If you consume too much sodium and not enough potassium, you put yourself at risk of heart disease, high blood pressure, stroke and diabetes.  Low levels of potassium in the blood results in a condition called hypokalemia.  The symptoms include muscle weakness, high blood pressure, depression and lethargy.  On the other hand, if you consume too much potassium, you could develop hyperkalemia and experience heart palpitations and general malaise. The good news is that if you stick to natural sources of potassium, like bananas, then it is highly unlikely that you will overdose on potassium.

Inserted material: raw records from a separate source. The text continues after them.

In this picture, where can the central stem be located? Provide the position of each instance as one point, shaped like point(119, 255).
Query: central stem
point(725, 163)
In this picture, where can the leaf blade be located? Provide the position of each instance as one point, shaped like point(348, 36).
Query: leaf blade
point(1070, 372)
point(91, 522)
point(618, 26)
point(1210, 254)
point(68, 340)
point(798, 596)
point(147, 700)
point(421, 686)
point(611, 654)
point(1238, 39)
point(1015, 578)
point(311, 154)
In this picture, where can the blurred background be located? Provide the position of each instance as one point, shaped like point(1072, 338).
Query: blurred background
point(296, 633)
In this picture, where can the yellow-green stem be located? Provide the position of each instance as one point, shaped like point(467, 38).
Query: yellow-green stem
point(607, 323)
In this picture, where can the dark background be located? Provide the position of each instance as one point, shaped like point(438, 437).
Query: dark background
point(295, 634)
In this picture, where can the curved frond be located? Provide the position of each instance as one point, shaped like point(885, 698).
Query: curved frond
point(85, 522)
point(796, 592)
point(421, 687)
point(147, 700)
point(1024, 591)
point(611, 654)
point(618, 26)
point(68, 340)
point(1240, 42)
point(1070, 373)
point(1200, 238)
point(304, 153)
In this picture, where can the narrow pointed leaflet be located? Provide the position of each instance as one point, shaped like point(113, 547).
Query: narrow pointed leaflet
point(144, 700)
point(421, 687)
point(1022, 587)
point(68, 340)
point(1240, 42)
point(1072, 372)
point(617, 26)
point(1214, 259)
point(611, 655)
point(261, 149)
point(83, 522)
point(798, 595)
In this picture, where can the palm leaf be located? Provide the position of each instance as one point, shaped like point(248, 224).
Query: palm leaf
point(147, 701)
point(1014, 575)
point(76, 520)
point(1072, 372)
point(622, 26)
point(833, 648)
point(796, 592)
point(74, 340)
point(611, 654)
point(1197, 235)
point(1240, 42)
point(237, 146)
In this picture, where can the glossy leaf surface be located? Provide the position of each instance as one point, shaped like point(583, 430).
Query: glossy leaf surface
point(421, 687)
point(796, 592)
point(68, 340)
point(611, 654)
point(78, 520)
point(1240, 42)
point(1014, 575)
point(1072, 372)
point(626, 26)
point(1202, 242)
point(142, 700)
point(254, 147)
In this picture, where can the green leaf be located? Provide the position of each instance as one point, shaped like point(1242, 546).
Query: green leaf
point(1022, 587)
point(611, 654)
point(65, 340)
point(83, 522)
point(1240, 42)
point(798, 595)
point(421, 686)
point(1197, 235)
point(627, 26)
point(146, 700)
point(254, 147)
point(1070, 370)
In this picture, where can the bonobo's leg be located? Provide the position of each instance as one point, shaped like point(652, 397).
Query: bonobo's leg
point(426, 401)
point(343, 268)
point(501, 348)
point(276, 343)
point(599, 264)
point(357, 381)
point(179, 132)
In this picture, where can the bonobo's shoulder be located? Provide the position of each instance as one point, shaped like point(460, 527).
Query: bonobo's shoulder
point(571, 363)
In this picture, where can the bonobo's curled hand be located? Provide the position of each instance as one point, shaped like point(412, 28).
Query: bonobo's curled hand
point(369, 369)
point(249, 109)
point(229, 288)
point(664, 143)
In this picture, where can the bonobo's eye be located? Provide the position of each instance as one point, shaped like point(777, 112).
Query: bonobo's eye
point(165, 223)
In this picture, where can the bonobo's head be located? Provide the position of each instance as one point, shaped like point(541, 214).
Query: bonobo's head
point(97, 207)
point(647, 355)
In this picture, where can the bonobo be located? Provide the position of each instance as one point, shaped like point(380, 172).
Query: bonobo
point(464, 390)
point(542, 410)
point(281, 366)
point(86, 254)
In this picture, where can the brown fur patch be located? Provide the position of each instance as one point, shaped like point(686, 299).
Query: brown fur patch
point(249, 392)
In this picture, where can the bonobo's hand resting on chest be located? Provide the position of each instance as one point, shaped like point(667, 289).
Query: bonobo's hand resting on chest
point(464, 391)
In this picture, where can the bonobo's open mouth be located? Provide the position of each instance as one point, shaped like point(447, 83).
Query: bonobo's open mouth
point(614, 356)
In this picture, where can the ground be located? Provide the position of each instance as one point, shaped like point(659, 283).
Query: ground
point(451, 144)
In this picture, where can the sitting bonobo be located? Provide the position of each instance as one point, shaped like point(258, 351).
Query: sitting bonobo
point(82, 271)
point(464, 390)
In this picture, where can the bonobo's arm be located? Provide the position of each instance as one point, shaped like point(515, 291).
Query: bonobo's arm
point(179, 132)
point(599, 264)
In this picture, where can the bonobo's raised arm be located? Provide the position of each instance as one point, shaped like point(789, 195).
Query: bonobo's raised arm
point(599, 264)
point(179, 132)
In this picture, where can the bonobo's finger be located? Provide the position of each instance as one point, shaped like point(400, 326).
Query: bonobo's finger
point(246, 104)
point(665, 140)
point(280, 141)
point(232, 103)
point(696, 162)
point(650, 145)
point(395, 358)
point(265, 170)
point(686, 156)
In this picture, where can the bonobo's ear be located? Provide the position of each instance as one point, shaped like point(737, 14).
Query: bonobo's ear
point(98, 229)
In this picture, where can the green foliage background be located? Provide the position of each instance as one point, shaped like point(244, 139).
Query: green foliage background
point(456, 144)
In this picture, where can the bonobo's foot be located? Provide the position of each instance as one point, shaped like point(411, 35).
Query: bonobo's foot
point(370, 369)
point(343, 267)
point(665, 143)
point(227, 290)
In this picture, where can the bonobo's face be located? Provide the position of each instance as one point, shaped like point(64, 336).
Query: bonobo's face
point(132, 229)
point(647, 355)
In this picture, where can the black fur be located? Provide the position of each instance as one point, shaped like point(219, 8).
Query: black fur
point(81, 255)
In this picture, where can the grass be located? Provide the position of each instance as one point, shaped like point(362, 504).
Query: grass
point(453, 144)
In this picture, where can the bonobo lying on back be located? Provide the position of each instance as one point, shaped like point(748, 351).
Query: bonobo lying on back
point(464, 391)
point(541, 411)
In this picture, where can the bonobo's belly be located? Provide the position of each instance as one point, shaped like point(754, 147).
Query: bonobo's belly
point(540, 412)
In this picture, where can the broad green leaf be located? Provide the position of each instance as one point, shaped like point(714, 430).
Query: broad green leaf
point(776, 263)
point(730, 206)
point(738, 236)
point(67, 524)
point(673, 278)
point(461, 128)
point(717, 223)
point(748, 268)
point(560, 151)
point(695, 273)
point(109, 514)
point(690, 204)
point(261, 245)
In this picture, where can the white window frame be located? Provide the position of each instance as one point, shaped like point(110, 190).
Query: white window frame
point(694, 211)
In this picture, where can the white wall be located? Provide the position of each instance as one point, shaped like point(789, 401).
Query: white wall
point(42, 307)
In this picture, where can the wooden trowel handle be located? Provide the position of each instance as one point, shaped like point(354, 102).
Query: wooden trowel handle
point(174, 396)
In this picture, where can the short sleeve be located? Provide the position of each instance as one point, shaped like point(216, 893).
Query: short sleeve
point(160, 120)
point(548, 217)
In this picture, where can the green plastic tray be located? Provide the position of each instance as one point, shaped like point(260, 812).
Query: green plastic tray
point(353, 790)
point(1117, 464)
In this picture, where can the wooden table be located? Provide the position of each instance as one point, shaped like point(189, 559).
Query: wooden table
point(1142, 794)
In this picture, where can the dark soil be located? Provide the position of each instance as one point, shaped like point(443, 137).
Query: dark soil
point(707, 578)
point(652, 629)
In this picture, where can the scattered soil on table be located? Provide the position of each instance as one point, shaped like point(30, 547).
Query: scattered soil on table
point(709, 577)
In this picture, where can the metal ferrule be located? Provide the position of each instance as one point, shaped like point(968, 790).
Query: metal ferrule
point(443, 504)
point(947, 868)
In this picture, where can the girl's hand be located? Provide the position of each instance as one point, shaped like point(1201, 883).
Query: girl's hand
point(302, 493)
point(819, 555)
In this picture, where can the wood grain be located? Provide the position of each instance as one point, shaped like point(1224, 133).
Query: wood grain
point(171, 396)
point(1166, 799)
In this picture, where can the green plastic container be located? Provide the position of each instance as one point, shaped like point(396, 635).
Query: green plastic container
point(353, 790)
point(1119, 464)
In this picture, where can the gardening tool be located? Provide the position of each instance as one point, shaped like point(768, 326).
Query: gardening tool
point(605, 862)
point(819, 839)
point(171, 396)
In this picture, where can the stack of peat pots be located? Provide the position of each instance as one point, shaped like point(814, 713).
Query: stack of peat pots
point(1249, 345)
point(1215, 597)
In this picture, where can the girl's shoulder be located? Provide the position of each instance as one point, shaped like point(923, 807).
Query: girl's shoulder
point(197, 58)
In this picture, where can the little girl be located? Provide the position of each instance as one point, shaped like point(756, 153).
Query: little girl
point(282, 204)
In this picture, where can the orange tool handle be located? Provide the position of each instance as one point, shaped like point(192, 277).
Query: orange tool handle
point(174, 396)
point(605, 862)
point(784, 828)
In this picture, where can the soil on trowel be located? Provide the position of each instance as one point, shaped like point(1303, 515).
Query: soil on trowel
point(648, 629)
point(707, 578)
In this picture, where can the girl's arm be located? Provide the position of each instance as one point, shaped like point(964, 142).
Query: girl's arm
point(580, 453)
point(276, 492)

The recommended intake of potassium for an adult up to 2000mg a day.  A medium sized banana contains 490mg, almost one quarter of your daily requirements, but other sources include spinach, cantaloupe, broccoli, carrots and legumes.

A few slices of toast topped with peanut butter, honey and sliced banana are fantastic, or try a delicious banana milkshake with cinnamon and honey.  A banana split is as simple as a few spoons of ice cream and a banana covered in gooey chocolate sauce and sprinkled with crushed nuts, or cut an opening along the length of your banana and fill it with choc chips before grilling them until the skins are black.  If you have some overripe bananas, don’t chuck them in the bin! You can make banana bread or banoffee pie, or make yummy choc banana toasties with a bit of chocolate spread, helping you get some healthy doses of potassium and sodium in a fun snack.